Maybe of interest tonight @OpiniumResearch have interesting crossbreaks by car ownership in their VI polls.
Car Owning Profs Con 39, Lab 28, DK 15
Non car owning Profs Con 22, Lab 41, DK18
Car owning WC Con 30, Lab 28, DK 22
Non car owning WC Con 29, Lab 41, DK, 14
— Paula Surridge (@p_surridge) March 11, 2021
This makes it very hard for conservative parties to win mayoral elections, because modern conservatism has an ideological bias towards low-density living. We saw this recently when sections of the Right-wing press got furious because Kensington and Chelsea borough built a bike lane (and then got rid of it seven weeks later).

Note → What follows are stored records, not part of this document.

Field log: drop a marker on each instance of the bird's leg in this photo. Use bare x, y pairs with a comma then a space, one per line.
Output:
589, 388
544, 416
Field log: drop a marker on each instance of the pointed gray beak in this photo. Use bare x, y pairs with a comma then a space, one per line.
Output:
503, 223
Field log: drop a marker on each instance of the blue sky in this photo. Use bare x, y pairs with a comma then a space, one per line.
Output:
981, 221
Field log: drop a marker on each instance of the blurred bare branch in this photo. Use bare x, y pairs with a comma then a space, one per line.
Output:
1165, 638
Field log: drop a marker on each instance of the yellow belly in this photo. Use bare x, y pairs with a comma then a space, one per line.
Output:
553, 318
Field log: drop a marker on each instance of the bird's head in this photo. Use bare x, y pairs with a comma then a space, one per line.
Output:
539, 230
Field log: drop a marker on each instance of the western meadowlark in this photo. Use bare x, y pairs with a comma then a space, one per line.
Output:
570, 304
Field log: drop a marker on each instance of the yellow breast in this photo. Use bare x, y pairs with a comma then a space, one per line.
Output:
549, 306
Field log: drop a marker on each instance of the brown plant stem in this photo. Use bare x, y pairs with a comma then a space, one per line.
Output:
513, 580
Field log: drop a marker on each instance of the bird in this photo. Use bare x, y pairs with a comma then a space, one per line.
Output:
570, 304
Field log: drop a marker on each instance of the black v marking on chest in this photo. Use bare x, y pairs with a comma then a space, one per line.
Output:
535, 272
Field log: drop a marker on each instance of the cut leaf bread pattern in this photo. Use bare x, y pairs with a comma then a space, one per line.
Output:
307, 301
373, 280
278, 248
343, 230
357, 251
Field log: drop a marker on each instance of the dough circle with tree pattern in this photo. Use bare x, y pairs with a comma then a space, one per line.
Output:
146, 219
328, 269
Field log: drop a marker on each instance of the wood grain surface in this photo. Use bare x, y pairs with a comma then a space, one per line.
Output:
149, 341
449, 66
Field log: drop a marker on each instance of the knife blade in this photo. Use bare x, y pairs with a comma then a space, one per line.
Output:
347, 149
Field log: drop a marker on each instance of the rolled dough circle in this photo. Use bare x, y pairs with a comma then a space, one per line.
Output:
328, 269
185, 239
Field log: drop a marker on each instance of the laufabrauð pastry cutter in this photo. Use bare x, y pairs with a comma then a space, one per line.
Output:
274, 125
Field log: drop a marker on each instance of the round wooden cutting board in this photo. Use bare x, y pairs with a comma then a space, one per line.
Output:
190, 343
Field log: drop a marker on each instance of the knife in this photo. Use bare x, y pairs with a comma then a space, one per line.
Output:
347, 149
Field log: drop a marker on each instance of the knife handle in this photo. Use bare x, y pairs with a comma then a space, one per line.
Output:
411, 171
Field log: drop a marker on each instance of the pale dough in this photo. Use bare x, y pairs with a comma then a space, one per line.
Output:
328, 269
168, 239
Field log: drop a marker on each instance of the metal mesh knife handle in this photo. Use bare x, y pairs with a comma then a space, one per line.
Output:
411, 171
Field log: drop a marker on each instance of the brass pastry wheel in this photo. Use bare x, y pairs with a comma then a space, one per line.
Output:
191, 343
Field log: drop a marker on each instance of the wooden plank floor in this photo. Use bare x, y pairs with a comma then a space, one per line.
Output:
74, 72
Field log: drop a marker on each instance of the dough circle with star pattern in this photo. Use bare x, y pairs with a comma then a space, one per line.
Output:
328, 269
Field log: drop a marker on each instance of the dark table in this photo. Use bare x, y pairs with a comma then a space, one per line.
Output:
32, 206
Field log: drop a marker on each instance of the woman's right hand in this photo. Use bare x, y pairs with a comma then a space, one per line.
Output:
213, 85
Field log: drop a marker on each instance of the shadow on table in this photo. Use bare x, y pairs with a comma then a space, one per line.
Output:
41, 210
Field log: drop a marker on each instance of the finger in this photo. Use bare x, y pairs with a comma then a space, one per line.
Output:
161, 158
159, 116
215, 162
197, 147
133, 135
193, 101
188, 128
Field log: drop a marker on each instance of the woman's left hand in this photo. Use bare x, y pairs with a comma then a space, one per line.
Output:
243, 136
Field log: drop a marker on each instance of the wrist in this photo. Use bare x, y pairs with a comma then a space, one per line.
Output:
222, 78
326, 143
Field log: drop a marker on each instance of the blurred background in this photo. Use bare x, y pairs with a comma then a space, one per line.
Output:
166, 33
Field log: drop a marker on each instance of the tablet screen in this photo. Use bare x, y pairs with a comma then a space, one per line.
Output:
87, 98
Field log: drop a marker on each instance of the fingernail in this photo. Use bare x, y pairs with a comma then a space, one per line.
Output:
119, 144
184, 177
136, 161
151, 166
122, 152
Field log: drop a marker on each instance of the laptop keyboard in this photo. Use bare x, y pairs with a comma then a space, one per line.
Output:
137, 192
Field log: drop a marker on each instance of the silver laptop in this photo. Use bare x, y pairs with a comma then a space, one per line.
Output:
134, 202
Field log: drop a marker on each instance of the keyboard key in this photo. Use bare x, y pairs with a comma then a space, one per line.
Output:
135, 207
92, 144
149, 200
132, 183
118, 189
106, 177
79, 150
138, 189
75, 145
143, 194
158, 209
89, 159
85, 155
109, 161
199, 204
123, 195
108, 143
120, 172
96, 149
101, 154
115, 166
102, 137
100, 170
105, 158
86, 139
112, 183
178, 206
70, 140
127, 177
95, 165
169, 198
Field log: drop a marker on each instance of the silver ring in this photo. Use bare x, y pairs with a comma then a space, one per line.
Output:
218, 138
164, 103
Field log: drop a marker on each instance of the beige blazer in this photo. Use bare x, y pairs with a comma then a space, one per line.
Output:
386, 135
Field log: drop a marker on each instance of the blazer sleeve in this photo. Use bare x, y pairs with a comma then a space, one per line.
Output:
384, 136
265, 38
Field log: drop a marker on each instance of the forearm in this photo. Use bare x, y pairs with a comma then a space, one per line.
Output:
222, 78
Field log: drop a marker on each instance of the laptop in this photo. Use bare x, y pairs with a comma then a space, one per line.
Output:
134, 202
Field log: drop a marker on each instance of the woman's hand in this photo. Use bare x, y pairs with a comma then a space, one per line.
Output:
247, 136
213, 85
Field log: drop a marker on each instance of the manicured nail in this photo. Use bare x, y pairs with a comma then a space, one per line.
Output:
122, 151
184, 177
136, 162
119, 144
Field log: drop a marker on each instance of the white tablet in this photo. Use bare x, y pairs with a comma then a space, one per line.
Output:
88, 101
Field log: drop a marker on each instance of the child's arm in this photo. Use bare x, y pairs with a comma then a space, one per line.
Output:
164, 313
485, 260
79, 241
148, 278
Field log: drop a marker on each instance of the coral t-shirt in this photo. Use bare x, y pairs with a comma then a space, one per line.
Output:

It is completely impractical to design a city of eight million people around car drivers; traffic in a city that size has huge external costs, so cycling, walking and public transport have to be encouraged. Urban conservatism has to be tailored towards a different sort of electorate. So how do they win?
Ibn Khaldun saw luxury as a vice because it made inhabitants decadent and therefore vulnerable to the rampages of barbarians and nomads, which was all part of what he saw as the asabiyyah cycle. Today hungry desert tribes are not a major policy concern to urban voters but violence and disorder are, and this is one policy area where conservative politicians have an advantage with urban voters.
In the US, where most major cities are Democrat one-party states, the most famous Republican victory came in New York where Rudi Giuliani managed to overthrow three decades of Democratic Party rule because New Yorkers were sick of crime. Sadiq Khan has a poor record on the issue, although it is part of a nationwide rise under a Conservative government, and it is nowhere near the dystopian Joker-era New York. But it’s true to say that we needlessly tolerate levels of everyday incivility in the capital.
The bigger issue is housing. In the US, every $10,000 increase in median home value in a county results in the Republican vote falling by 0.3 per cent. Expensive housing makes cities more Left-wing; in the shires, the Tory Party is constrained by its NIMBY paymasters, but in London they could become the party of cheaper housing by increasing the supply.
And what links cheaper housing with low street crime is that both encourage people to start families, which is the single most crucial life event that makes people move from Left to Right. With London’s house prices now expected to rise even further — in part driven by the Government’s Hong Kong immigration policy — we are well on our way to becoming San Francisco, a city of absurd housing costs matched by widespread public incivility, a one-party state with more dogs than children.